UC San Diego

Pathogen infection results in a host inflammation response (cytokines) signaling that can result in systemic inflammatory response syndromes such as sepsis. Cytokines recursively direct the host immune response to infection, playing a key role in immune system configuration, but dysregulated or excessive cytokines contribute to morbidity and mortality associated with sepsis. Low-level inflammatory cytokine concentration change leads to almost immediate increased neuronal firing for Vagus and sympathetic nerve. In this work, we demonstrate that unique measurement methodologies are capable of non-invasively recording peripheral nerve action potentials using optically pumped magnetometers (OPM) and an array of conventional surface electrodes. Both techniques were deployed during a human intravenous Lipopolysaccharides (LPS) injection challenge. The LPS challenge simulated the entry of bacterial compounds into the body, resulting in hyperinflammation.
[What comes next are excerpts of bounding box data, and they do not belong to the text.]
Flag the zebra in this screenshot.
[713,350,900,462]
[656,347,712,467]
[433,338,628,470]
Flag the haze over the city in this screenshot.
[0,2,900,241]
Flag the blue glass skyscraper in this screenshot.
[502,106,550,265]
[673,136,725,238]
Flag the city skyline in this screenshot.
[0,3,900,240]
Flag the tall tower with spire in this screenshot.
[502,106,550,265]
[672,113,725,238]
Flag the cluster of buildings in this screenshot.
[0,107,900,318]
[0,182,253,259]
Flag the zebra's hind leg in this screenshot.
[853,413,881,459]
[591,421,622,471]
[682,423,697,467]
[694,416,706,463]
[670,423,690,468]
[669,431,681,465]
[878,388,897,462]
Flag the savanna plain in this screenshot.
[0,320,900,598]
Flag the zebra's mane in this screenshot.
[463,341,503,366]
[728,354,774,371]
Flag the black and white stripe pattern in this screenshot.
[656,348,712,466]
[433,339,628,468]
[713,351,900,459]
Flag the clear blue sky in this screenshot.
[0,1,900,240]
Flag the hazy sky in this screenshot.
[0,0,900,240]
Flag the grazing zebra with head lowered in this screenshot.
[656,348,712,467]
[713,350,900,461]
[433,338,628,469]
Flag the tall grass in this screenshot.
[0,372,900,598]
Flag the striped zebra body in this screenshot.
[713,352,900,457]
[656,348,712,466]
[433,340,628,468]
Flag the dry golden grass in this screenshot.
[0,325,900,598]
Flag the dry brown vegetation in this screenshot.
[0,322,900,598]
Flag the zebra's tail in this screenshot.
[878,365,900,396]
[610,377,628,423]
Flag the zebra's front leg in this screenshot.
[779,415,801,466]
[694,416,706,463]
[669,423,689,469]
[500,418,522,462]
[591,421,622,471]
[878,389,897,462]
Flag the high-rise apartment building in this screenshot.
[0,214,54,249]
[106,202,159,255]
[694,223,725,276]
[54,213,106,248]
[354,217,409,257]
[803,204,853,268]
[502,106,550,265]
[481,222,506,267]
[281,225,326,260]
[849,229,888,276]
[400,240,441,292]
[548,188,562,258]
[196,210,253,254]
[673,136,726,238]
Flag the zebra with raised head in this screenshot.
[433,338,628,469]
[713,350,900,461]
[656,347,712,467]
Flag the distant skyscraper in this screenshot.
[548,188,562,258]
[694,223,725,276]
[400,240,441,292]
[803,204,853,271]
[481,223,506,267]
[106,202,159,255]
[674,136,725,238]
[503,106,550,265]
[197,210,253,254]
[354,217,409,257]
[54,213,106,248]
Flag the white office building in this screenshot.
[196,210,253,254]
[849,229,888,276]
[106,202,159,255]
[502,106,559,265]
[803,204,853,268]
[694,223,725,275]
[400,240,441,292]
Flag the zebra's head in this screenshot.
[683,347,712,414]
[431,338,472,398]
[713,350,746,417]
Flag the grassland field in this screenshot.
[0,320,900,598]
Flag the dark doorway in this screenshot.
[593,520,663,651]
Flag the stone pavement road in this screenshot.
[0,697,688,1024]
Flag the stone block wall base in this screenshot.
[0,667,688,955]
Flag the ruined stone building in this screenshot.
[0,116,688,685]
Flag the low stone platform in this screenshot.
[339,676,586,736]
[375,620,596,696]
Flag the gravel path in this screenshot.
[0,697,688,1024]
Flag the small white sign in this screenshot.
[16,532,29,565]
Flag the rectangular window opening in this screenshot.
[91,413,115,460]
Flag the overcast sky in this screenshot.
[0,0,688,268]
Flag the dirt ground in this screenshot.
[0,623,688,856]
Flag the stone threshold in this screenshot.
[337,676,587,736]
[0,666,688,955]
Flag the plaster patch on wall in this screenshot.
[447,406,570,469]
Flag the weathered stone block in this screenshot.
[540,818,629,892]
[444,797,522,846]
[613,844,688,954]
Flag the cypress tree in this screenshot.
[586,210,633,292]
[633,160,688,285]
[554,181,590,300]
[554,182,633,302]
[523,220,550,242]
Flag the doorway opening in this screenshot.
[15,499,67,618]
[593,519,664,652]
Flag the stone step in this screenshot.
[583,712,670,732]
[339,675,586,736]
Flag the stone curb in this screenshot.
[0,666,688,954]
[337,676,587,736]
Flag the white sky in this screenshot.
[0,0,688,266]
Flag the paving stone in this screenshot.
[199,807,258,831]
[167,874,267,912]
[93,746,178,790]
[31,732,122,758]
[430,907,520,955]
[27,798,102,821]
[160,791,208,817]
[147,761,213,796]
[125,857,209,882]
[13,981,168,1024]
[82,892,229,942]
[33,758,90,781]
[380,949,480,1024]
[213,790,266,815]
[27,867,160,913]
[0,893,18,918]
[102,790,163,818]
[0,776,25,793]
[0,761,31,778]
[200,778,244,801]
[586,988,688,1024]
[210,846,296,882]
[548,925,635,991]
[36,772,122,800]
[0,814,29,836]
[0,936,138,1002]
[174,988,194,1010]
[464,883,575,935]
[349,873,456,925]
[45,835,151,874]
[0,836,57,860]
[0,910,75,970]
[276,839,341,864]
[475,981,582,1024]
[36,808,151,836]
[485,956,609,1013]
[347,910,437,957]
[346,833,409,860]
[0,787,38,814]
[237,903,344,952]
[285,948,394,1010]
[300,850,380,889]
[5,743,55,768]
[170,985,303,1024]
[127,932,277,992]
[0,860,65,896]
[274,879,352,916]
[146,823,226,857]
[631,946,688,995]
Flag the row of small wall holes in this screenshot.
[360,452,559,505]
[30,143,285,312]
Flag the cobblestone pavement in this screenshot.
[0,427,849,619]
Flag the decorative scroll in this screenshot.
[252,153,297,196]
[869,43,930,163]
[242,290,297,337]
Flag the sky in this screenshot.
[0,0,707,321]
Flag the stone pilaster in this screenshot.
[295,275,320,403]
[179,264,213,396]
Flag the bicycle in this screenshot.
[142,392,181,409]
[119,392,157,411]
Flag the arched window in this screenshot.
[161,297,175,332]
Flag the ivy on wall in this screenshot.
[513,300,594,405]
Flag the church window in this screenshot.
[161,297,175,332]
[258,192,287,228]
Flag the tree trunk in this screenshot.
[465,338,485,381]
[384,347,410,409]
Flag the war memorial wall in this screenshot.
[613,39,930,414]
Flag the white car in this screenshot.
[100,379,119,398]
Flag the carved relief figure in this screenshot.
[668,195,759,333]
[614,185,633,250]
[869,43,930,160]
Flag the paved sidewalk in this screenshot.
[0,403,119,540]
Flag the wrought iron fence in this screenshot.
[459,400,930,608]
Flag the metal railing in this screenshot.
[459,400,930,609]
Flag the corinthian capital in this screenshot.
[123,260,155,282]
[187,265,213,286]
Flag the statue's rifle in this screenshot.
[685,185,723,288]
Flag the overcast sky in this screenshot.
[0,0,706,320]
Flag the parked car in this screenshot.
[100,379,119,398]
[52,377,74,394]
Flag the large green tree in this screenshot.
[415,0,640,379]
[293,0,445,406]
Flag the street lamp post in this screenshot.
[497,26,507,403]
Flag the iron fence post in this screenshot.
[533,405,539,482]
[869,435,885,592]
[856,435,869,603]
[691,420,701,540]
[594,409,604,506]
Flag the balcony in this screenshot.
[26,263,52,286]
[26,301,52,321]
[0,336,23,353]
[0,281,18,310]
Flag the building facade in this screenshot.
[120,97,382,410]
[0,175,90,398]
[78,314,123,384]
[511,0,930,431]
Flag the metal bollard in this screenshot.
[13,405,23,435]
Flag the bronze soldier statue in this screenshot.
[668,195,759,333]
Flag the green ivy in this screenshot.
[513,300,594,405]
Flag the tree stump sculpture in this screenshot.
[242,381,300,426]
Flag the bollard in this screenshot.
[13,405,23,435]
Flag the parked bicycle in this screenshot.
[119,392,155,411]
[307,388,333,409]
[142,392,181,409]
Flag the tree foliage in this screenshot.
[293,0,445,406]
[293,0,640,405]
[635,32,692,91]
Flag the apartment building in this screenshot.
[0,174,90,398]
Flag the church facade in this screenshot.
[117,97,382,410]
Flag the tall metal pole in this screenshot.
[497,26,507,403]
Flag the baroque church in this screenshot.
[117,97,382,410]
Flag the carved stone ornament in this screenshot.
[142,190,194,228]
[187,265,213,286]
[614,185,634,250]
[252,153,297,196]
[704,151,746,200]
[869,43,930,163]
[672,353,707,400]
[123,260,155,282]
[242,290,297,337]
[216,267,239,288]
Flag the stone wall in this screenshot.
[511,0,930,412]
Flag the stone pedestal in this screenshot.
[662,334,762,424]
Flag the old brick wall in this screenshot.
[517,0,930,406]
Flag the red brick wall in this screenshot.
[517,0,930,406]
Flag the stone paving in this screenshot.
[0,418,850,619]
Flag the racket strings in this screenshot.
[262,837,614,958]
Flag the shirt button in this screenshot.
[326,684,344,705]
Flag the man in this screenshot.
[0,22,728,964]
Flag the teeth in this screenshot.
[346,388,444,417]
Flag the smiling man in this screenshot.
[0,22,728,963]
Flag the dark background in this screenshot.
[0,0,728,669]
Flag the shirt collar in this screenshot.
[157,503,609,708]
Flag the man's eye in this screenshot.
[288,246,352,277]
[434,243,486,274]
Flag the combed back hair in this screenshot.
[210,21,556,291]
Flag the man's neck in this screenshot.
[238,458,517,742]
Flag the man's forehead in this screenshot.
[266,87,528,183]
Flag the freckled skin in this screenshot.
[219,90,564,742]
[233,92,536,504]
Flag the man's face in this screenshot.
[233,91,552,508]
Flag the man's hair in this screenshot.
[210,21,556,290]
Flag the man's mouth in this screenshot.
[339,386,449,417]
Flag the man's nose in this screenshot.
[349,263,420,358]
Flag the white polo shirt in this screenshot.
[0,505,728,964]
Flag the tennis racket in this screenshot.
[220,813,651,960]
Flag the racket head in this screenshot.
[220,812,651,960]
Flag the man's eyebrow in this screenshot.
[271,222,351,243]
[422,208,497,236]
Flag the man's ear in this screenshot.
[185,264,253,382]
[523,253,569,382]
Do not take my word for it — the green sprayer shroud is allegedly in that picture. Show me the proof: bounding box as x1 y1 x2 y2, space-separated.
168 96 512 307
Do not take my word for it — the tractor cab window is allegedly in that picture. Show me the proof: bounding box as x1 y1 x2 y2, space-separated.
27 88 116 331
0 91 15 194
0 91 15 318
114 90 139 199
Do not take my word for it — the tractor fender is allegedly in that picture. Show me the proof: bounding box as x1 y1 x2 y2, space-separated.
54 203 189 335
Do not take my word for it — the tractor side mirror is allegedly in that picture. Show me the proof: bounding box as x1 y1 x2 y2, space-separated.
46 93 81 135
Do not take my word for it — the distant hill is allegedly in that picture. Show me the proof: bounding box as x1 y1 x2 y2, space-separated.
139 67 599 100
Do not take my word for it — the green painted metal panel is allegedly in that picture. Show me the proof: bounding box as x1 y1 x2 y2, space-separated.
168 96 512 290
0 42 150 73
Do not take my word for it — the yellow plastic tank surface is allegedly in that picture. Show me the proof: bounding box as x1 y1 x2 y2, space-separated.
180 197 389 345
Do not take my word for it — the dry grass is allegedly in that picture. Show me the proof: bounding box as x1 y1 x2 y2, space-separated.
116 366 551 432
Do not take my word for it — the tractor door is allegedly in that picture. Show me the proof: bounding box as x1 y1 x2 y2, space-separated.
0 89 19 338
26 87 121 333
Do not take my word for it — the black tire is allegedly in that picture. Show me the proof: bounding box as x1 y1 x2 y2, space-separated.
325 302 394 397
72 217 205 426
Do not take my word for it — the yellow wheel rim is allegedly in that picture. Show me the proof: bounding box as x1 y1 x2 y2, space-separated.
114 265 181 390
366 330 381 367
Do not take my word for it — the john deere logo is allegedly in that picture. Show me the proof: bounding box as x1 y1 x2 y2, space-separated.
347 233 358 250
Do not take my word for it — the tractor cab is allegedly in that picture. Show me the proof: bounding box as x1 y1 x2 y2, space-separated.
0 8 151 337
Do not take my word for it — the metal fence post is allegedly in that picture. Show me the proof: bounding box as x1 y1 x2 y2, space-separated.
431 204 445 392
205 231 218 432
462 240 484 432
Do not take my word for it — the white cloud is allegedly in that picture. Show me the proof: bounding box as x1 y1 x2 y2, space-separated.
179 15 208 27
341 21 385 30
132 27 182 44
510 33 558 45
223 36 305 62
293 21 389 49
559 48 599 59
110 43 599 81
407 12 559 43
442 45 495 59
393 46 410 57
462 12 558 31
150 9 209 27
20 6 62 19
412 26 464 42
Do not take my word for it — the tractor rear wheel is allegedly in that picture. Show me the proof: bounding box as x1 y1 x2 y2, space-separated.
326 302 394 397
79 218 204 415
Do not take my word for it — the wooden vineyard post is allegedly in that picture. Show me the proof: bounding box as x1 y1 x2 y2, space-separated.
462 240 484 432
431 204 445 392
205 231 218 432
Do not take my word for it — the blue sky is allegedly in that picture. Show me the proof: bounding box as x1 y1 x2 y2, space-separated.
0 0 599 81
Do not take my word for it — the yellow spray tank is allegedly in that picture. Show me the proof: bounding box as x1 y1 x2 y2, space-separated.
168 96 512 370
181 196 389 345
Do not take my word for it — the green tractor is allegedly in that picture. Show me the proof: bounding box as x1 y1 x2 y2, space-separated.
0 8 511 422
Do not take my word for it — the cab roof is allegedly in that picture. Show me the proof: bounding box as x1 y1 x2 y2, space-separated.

A series of signal processing and spike sorting pipelines were systematically developed to carefully record neural action potentials that entrained to various cytokines produced post-LPS injection. By integrating neural activity measurements and cardiac autonomic measurements, a machine learning method was developed to stratify a patient’s inflammation risk as low, medium, and high. To further refine the reliability of the pipeline, a statistical method based on Wasserstein distance for change point detection was deployed to track the progression of inflammation risk. Furthermore, methods were presented to assess inflammation severity post-LPS injection, using measurements from resting state and autonomic stress challenges. Lastly, a bedside monitoring unit for the continuous measurement and recording of neurological and physiological data for inflammation risk detection was designed and assembled. As a separate arm, this dissertation also studies magnetoencephalography (MEG) sensor-based brain-computer-interface (BCI) for decoding Rock-Paper-Scissor gestures. Unique preprocessing pipelines in tandem with convolutional neural network deep learning models show that non-invasive MEG-based BCI applications hold promise for future BCI development in hand-gesture decoding.